Cell Therapy Product Developer
In 2006, Japanese scientist Shinya Yamanaka invented the Induced Pluripotent Stem Cells (iPSC) technology, for which he was awarded the Nobel Prize in Physiology or Medicine in 2012. The advent of this technology allows terminally differentiated adult cells to be reprogrammed into pluripotent stem cells, which have the ability to differentiate into various functional cell types in vitro.
iPSC Technology, Combined with Cell Engineering, Biotechnology, and Other Modern Biological Methods, Drives Rapid Growth in the Regenerative Medicine Market. Currently, the Application Fields of iPSC Are Still Continuously Expanding.
In China, as the CDE (Center for Drug Evaluation of the National Medical Products Administration) has successively released regulatory documents such as the "Guiding Principles for Pharmaceutical Research and Evaluation of Human Stem Cell Products (Draft for Comments)" and the "Guiding Principles for Clinical Trial Techniques of Human Stem Cell and Derived Cell Therapeutic Products (Draft for Comments)," the laws and regulations governing iPSC-derived cell drug research and related clinical trials are gradually becoming clearer, promoting the development of the industry.
iRegene is a rapidly developing national high-tech enterprise in the context of gradually clarified policies.
Introduction to Dr. Wei Jun, Co-founder and CEO of iRegene, induced pluripotent stem cells (iPSC) have overcome the ethical limitations of embryonic stem cells while possessing similar differentiation capabilities. Essentially, iPSCs are generated by dedifferentiating adult cells back into seed cells resembling embryonic stem cells, which are then directionally induced to differentiate into functionally mature adult cells. Through this method, an almost unlimited supply of functional cells can be obtained for disease treatment.
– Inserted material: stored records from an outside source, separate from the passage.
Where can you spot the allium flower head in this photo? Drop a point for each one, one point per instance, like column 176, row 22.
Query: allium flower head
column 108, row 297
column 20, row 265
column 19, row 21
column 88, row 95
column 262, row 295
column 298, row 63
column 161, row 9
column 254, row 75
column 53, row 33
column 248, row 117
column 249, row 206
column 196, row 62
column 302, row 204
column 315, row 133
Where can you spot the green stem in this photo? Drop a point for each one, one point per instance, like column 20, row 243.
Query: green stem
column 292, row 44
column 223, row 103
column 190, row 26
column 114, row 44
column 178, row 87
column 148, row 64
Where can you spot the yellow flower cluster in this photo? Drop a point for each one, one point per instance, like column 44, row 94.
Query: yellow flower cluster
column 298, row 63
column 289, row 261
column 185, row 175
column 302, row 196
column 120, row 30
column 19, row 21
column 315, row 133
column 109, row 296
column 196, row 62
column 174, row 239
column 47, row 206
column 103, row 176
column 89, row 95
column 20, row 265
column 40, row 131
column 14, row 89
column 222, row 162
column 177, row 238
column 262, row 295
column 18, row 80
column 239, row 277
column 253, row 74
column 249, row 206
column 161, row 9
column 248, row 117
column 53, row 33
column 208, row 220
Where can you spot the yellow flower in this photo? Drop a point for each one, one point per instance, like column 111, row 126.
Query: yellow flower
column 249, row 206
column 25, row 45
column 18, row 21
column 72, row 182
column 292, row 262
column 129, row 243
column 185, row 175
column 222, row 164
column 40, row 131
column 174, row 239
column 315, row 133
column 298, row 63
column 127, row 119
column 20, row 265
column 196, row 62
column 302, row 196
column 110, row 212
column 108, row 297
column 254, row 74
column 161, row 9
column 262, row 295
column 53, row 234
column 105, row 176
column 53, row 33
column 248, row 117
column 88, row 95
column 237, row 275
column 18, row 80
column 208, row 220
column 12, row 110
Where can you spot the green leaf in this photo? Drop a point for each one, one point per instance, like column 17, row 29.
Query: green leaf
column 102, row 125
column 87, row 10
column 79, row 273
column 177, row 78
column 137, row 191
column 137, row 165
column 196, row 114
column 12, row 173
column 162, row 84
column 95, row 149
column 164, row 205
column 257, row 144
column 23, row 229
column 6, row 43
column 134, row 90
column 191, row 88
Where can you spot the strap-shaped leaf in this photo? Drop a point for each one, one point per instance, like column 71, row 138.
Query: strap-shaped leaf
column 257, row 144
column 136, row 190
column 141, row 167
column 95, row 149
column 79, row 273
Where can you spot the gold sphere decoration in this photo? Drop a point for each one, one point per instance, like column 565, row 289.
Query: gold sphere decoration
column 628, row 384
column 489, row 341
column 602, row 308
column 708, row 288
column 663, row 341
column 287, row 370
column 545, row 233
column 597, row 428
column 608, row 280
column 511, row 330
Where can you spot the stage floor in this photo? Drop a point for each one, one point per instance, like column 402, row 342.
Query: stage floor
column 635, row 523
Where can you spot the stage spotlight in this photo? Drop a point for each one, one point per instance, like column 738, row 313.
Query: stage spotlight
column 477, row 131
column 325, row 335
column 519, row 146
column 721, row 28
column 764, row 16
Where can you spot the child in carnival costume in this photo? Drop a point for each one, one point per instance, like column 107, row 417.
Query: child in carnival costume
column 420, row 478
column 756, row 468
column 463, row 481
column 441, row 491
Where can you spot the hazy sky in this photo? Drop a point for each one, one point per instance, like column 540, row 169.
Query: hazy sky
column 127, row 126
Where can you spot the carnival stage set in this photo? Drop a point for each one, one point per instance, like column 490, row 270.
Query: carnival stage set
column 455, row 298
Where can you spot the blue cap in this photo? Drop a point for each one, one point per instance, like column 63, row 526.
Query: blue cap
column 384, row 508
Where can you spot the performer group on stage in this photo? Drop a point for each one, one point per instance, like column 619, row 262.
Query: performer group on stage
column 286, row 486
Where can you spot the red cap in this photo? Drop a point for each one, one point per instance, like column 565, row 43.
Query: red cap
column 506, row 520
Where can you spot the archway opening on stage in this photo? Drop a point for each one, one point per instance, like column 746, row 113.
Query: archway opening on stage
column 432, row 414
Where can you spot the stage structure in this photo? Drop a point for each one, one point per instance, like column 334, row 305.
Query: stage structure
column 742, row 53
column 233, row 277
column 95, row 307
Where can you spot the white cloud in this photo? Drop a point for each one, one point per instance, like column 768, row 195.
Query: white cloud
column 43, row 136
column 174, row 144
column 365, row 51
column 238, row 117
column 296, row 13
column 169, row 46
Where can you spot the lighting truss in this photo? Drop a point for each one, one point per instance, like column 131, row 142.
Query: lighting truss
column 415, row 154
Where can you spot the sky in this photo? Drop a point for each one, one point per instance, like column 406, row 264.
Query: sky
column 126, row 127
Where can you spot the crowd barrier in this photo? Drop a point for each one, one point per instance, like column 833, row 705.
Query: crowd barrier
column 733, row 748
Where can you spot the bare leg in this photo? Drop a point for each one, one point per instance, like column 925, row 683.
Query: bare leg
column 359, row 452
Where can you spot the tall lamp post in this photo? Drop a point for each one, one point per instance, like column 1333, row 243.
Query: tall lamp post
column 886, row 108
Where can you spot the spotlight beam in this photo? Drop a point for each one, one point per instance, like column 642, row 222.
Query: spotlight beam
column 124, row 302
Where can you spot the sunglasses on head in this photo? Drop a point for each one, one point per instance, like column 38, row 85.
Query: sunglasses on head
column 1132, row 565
In addition, iPSCs can be modified through gene editing, screening cells with specific immune phenotypes, and other methods to obtain universal cell products with low immunogenicity.
Therefore, compared with cells derived from embryonic sources, iPSC-derived cell products have no ethical issues in clinical applications. The amplification capability of iPSCs can ensure an adequate supply for subsequent production. Additionally, the immunogenicity of iPSCs can be reduced through various methods to avoid the risks associated with allogeneic cell use, offering unique advantages in the development of cellular drugs.
As the clinical application of iPSC technology gradually comes to fruition, Japan, the birthplace of iPSC, has rapidly advanced a series of investigator-initiated clinical trials (IIT model). In terms of the commercialization of iPSC therapies, the United States is currently at the forefront. Companies such as Fate Therapeutics, BlueRock Therapeutics, and Semma Therapeutics have products in the clinical trial stage, with indications covering cancer treatment, neurodegenerative diseases, and diabetes. From the pipeline layout of these international pharmaceutical companies, iPSC demonstrates broad therapeutic potential.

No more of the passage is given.